One of the weirdest parts, for me, of turning 70 is the realization that there is no one left alive in my family who really knew me as a little girl. My three remaining first cousins are all a decade and more older than I, so they didn’t really know me as I was. The part of me that was childhood will never be known again. That makes me a bit sad. But, change is a part of, and maybe even a definition of life. So, now that I am 70, I vow to remember that nothing ever stays the same, even me. I choose to believe that getting older can be interesting, and I will strive to illustrate an interesting old age by fully living it. To quote a line from a James McMurtry song, “There’s more in the mirror than there is up ahead.” With this in mind, I will remember that time itself is valuable, and I will never forget that by the time many of us get a good handle on how to live, it’s time to go.

When was the best time of your life?

If someone asked you that question, how would you respond? Would you have an instant answer? Would you ponder it for awhile? Or would you draw a blank? You’d think it would be easy to come up with a few stand-out days or events, wouldn’t you?

How does one define “best”? Does it mean the happiest, the most successful, or maybe the healthiest?

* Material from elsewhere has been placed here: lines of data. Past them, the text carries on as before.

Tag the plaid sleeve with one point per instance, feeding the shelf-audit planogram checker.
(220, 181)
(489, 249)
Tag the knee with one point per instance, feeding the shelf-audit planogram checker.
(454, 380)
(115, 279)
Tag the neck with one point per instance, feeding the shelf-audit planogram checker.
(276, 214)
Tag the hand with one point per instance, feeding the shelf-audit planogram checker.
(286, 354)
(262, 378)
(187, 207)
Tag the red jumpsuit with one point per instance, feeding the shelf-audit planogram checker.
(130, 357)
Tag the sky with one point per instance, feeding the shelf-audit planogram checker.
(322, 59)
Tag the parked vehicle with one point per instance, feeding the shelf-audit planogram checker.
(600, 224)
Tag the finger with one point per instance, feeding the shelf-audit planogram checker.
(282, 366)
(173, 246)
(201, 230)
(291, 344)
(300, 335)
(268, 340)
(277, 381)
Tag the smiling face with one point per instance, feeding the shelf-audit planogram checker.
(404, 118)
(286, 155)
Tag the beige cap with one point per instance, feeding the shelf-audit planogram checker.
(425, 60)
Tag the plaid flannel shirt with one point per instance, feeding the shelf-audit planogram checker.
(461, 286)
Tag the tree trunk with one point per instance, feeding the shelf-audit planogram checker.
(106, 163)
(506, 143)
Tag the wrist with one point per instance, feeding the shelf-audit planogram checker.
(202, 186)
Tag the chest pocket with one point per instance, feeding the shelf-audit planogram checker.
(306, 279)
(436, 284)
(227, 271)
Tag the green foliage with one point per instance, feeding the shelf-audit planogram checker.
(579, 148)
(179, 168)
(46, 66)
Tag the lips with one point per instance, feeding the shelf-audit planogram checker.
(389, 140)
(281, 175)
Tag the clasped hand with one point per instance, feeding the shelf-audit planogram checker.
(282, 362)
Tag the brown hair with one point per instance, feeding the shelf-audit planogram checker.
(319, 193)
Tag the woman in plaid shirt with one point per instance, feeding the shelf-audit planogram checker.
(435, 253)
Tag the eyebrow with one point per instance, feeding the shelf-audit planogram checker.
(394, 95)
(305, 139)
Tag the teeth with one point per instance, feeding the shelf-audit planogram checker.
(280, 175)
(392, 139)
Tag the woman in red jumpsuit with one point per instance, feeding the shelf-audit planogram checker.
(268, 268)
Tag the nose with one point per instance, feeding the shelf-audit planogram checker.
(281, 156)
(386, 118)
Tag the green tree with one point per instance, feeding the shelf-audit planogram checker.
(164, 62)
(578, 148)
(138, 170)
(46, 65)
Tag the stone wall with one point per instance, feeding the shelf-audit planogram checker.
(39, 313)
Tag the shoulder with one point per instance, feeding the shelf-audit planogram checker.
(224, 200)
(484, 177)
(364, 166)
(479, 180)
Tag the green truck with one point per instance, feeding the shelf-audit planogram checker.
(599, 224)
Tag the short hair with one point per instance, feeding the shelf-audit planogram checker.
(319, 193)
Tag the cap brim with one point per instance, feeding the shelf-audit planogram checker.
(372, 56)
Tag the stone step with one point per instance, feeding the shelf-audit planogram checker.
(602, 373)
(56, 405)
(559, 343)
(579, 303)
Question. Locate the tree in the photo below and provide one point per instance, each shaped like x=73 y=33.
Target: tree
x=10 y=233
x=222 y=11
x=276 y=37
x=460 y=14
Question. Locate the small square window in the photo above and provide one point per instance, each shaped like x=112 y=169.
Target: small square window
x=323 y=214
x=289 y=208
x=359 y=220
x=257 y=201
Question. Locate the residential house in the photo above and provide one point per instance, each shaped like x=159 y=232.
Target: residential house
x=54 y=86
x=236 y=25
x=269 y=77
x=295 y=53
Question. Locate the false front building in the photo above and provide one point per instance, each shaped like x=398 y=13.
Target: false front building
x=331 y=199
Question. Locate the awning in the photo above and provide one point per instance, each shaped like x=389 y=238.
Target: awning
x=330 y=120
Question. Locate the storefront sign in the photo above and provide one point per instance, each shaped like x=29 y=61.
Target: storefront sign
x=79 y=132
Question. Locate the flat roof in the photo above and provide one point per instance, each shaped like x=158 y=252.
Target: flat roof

People in their late twenties or early thirties might possibly point to their childhood, teen, or college years as being the “best” times in their lives. People that age are usually immersed in their work and often, their families, so at least occasionally, they might think of the years when they had few or no responsibilities as being the “best” part of their lives. And later, if that is how they really feel, or remains their main focus, perhaps they will always remain stuck in that particular part of their past.

For me, a period of little or no responsibility doesn’t represent the “best” of my life. I have no recollection of not being responsible to others who needed me through the years. The way I see it, responsibility to a variety of people and entities is a vital part of a happy, rewarding life.

For someone like me whose enthusiasms are varied, I couldn’t have asked for a better job than a school librarian. I had resources at hand that I could use to try to find answers to any question that I or students might wish to investigate. Plus, I had interesting people to talk to every day. Guess I am perilously close to admitting that in my life “best” has often meant simultaneously learning and being entertained, though I’m not sure that a lot of people would agree that’s a good thing. But it’s too late now; that’s the way I roll.

After all that explanation, my answer to the question I posed would be, “Now… right now is the best.” And, honestly, the answer would have been exactly the same during each of the periods of my life.

This might sound insincere, but I’ve always been a realist (voted Most Reliable Girl for my Senior Class waaaay back in the day). I figure you take what life tosses your way; then you either fix it, or you do what you can with it and be happy.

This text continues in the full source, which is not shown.